1) "It is an error if doctype-system does not conform to the syntax of SystemLiteral[XML]." or

2) "It is an error if the value of doctype-system contains both an apostrophe and a quotation mark."

The advantage of 1) is that it follows the model of SE.E1.[1]  The problem is that it's not strictly correct - the syntax of SystemLiteral (and of PubidLiteral, in the case of SE.E1) includes the enclosing apostrophes or quotation marks, while the values of doctype-system and doctype-public do not include those delimiters.

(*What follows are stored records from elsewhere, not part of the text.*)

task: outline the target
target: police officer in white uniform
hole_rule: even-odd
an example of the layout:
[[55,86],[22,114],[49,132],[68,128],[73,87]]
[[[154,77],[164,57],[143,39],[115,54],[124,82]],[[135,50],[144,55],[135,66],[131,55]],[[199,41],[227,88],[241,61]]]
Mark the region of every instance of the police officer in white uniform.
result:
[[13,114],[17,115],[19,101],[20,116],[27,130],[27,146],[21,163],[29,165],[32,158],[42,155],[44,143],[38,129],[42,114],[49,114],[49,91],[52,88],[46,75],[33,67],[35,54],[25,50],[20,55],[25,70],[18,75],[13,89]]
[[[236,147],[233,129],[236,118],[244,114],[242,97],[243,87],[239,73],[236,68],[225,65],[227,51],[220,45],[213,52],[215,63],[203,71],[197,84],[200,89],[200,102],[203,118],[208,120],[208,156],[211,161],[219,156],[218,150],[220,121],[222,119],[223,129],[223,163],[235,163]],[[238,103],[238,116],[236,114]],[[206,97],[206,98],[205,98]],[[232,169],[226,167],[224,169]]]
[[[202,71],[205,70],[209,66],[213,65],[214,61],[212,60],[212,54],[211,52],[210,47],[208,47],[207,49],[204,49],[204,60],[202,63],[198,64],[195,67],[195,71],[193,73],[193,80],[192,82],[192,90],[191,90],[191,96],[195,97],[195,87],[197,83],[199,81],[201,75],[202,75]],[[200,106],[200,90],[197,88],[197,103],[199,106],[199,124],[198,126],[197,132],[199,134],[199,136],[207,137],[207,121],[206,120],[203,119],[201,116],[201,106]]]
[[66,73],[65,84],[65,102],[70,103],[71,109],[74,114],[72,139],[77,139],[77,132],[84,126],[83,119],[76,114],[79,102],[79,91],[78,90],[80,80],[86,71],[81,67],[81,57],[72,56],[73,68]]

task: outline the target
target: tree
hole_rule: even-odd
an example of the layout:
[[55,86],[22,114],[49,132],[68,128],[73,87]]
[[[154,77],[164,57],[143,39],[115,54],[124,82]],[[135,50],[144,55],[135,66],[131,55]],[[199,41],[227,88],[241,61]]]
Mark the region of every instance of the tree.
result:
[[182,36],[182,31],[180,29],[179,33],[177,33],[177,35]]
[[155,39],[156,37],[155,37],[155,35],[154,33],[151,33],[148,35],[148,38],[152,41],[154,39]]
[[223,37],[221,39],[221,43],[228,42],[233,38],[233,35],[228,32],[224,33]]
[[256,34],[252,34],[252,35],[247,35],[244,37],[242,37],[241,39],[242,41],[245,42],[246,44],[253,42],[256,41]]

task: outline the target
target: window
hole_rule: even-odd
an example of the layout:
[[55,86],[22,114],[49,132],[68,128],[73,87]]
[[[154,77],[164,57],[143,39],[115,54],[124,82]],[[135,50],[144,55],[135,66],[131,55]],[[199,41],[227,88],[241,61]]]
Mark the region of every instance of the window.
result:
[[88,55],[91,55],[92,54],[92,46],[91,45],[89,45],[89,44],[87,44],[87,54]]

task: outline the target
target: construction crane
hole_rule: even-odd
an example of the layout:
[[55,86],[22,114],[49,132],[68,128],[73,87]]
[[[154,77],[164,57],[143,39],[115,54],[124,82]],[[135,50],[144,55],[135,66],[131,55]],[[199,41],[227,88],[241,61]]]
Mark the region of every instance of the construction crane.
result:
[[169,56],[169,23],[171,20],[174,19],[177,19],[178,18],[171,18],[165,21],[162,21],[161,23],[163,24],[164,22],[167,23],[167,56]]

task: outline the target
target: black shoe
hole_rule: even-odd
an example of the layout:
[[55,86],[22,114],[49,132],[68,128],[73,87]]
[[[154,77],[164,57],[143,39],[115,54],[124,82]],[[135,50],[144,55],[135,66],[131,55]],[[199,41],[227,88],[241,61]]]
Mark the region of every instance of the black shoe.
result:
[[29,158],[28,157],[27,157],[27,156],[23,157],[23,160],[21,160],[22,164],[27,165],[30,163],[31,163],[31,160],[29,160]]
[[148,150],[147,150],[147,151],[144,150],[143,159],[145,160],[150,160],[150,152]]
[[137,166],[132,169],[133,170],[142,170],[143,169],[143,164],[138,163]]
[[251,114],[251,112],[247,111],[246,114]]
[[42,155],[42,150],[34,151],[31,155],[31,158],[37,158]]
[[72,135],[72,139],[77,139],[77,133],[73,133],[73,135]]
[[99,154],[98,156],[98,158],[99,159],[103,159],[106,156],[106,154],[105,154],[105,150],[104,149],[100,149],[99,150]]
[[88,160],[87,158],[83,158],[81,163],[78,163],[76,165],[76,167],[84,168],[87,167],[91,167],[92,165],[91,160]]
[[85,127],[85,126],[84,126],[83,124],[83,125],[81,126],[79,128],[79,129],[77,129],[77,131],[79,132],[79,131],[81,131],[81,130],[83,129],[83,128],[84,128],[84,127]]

We could just ignore that issue, and go with 1) - it's not very likely to cause confusion - or we go with 2) and also alter the text added by SE.E1 to say "It is an error if the value of doctype-public contains a character that is not PubidChar[XML]."  I'm inclined to take the latter route.

[1] http://www.w3.org/XML/2007/qt-errata/xslt-xquery-serialization-errata.html#E1
Comment 2 Michael Kay 2009-01-29 11:10:46 UTC
>we go with 2) and also alter the text added by SE.E1 to say "It is an error if the value of doctype-public contains a character that is not PubidChar[XML]."  I'm inclined to take the latter route.

I agree.
Comment 3 Henry Zongaro 2009-02-05 18:06:16 UTC
At its teleconference of 2009-02-05, the XSL WG considered this bug report.  The WG approved the substantive changes proposed by the second alternative of the last paragraph of comment 1.  To reiterate:

In section 3 "Serialization Parameters," in the row that describes "doctype-system," after "A string of Unicode characters.  This parameter may be absent," add "It is an error if the value of doctype-system contains both an apostrophe
and a quotation mark."

And alter the text added by SE.E1 to say "It is an error if the value of doctype-public contains a character that is not a PubidChar[XML]."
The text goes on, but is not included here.